A new exhibition at the Guildhall in Gloucester is well worth a visit. It’s a range of art quilts by Bethan Ash, which are very impressive.
A bit of a Matisse journey through shapes and colour and a range of approaches and styles. Some interesting patterns and techniques used, but at times slightly too busy. It’s obvious she has a well developed skill and eye for design though.
Another small presentation in the corridor leading to the cafe shows students work, which is also worth seeing. There’s also a few framed prints by Kel Portman (www.artworks.eu.com). These caught my eye partly because of the style of the photographs (abstract but with a clear subject, if that makes any sense??), but mostly for the layout and design of the sheets.

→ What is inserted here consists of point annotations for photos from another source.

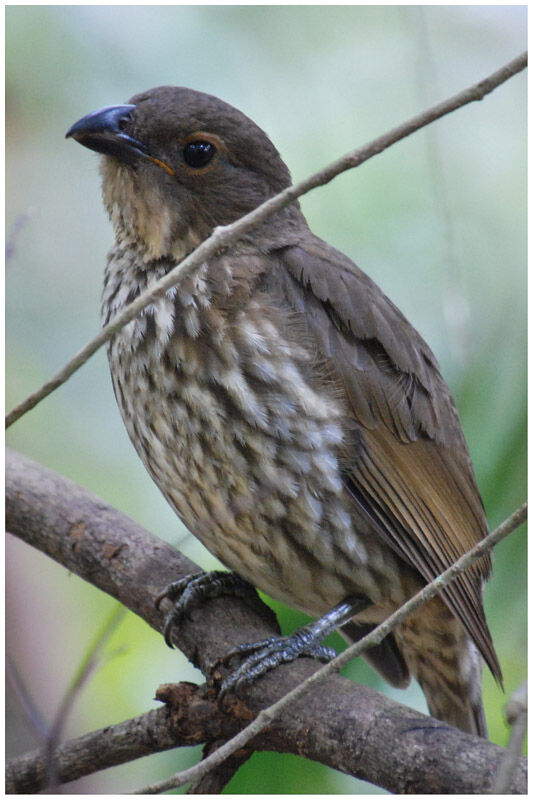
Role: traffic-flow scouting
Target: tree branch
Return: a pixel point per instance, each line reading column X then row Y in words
column 346, row 726
column 222, row 238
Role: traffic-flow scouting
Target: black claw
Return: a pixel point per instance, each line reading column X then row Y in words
column 190, row 591
column 269, row 654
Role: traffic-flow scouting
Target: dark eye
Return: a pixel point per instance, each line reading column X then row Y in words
column 199, row 153
column 123, row 121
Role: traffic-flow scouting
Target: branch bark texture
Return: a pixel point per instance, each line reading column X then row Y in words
column 346, row 726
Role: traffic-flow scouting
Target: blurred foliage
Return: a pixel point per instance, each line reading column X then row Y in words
column 438, row 220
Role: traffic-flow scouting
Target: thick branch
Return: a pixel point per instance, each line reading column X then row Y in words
column 222, row 238
column 346, row 726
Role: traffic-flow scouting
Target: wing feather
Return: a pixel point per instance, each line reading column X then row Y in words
column 411, row 472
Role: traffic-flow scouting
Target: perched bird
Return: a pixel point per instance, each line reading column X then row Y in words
column 287, row 410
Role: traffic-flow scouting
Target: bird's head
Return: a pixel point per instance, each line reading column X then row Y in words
column 178, row 163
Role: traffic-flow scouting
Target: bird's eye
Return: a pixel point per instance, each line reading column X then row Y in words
column 198, row 153
column 123, row 121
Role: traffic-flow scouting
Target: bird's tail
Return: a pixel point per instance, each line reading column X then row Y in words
column 447, row 665
column 433, row 647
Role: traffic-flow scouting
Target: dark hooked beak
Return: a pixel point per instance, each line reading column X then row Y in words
column 103, row 131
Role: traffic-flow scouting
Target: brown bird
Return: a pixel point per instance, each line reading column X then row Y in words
column 288, row 411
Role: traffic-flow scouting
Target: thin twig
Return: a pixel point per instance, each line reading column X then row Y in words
column 223, row 237
column 85, row 535
column 517, row 718
column 83, row 672
column 267, row 715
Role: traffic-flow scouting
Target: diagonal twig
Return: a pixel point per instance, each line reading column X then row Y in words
column 223, row 237
column 267, row 715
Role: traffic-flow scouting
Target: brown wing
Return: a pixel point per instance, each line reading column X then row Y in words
column 411, row 474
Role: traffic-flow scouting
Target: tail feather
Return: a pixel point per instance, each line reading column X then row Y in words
column 446, row 664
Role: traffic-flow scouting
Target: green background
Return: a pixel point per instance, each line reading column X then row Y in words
column 438, row 221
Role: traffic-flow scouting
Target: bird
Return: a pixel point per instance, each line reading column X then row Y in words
column 288, row 411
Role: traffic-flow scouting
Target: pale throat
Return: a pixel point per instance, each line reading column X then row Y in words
column 144, row 214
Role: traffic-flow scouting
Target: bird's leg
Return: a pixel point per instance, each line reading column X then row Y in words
column 269, row 653
column 192, row 590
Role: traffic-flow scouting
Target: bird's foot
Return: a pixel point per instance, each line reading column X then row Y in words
column 270, row 653
column 192, row 590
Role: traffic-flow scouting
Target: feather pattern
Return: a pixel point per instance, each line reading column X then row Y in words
column 411, row 474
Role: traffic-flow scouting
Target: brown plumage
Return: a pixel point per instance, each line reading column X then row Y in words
column 285, row 407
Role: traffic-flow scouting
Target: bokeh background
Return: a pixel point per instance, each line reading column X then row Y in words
column 438, row 221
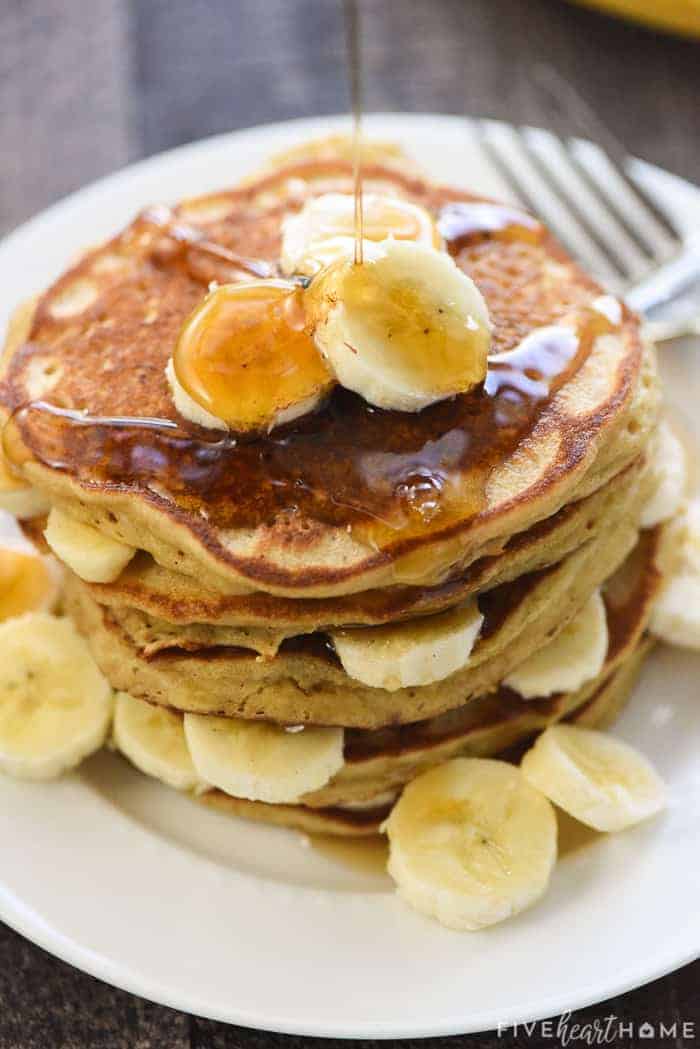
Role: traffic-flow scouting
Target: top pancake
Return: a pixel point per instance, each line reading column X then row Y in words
column 335, row 504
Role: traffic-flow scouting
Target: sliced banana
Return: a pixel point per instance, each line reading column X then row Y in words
column 55, row 704
column 411, row 654
column 244, row 360
column 404, row 329
column 153, row 740
column 29, row 581
column 576, row 655
column 670, row 473
column 90, row 554
column 262, row 762
column 471, row 842
column 600, row 780
column 676, row 614
column 323, row 231
column 19, row 498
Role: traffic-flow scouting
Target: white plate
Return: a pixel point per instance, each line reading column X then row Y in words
column 238, row 922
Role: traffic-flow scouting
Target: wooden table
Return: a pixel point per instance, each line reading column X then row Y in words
column 87, row 87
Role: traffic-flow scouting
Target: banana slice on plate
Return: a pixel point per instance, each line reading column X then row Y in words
column 600, row 780
column 29, row 581
column 55, row 704
column 404, row 329
column 669, row 470
column 91, row 555
column 19, row 498
column 262, row 762
column 153, row 740
column 576, row 655
column 471, row 842
column 323, row 231
column 676, row 613
column 412, row 654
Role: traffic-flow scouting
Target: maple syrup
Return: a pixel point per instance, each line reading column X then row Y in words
column 461, row 222
column 382, row 474
column 354, row 62
column 246, row 358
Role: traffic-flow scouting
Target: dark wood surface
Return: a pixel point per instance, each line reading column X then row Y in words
column 86, row 87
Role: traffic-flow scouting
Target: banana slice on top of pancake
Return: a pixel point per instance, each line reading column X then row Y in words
column 153, row 740
column 404, row 329
column 262, row 762
column 576, row 655
column 471, row 842
column 412, row 654
column 29, row 581
column 600, row 780
column 323, row 230
column 245, row 360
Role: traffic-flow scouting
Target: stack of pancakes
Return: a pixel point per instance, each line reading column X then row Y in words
column 254, row 557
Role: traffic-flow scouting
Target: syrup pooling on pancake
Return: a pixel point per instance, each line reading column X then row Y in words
column 384, row 474
column 404, row 329
column 245, row 357
column 187, row 239
column 464, row 221
column 323, row 231
column 381, row 474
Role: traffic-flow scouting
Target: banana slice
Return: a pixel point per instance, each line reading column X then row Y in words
column 670, row 473
column 404, row 329
column 676, row 614
column 600, row 780
column 19, row 498
column 55, row 704
column 153, row 740
column 412, row 654
column 90, row 554
column 244, row 360
column 323, row 231
column 576, row 655
column 28, row 580
column 471, row 842
column 262, row 762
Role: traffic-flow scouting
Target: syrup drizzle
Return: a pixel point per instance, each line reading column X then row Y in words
column 355, row 67
column 381, row 474
column 191, row 238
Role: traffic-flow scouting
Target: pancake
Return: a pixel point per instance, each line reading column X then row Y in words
column 304, row 683
column 168, row 599
column 326, row 507
column 619, row 501
column 378, row 764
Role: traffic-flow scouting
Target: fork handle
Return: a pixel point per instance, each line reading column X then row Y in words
column 670, row 299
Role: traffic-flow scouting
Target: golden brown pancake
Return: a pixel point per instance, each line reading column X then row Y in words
column 331, row 505
column 305, row 684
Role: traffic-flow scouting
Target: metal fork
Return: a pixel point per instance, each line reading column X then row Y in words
column 599, row 211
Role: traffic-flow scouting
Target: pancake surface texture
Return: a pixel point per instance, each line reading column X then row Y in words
column 256, row 559
column 335, row 505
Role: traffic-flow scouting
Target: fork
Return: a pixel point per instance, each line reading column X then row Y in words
column 599, row 211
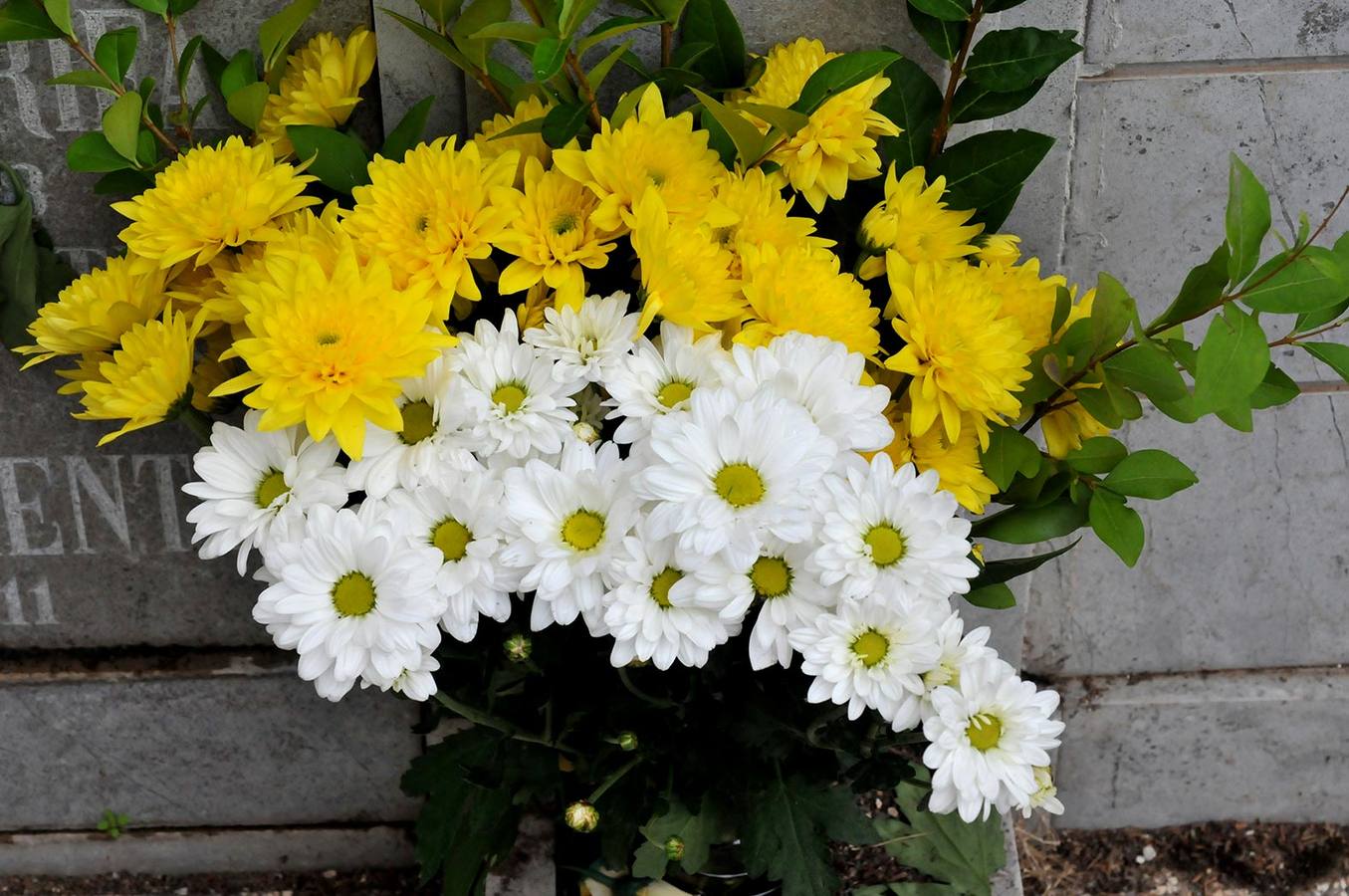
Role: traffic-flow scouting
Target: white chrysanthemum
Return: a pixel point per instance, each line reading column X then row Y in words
column 665, row 606
column 433, row 443
column 892, row 531
column 512, row 395
column 464, row 523
column 257, row 486
column 570, row 519
column 585, row 344
column 870, row 653
column 352, row 598
column 728, row 473
column 654, row 380
column 789, row 596
column 985, row 740
column 823, row 376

There is a main image, which is a squashed horizontal, which has details of the photo printed underneath, including date, title, description of photo, background + a short poem! Brilliant. the text he used is two shades of grey, which emphasises the different parts + there is a central break line. Using a poem is a great idea, being brief but related.
The paper he uses is great. It’s a slightly thicker than normal type, which is also textured and rough around the edges. The photo itself is very clear and smooth and the contrast wirks really well. This type of thing could easily stand on its own, without a frame and i’m going to use this approach for the next exhibition, or just for my own house. This would also be cheaper, with no frames + more flexible.
The other prints used a much simpler format, with just the image, with a pencil poem under, still with the rough paper. Very nice overall result and good way to combine art, photography, information, graphics and poetry.
I find sometimes that art without any information is slightly de-valued because of it. Art for it’s own sake is amazing, but if the art is for public consumption, the lack of a story or information relating to it presents itself only on a limited number of levels. By giving some information, this allows people a fuller experience of the artwork.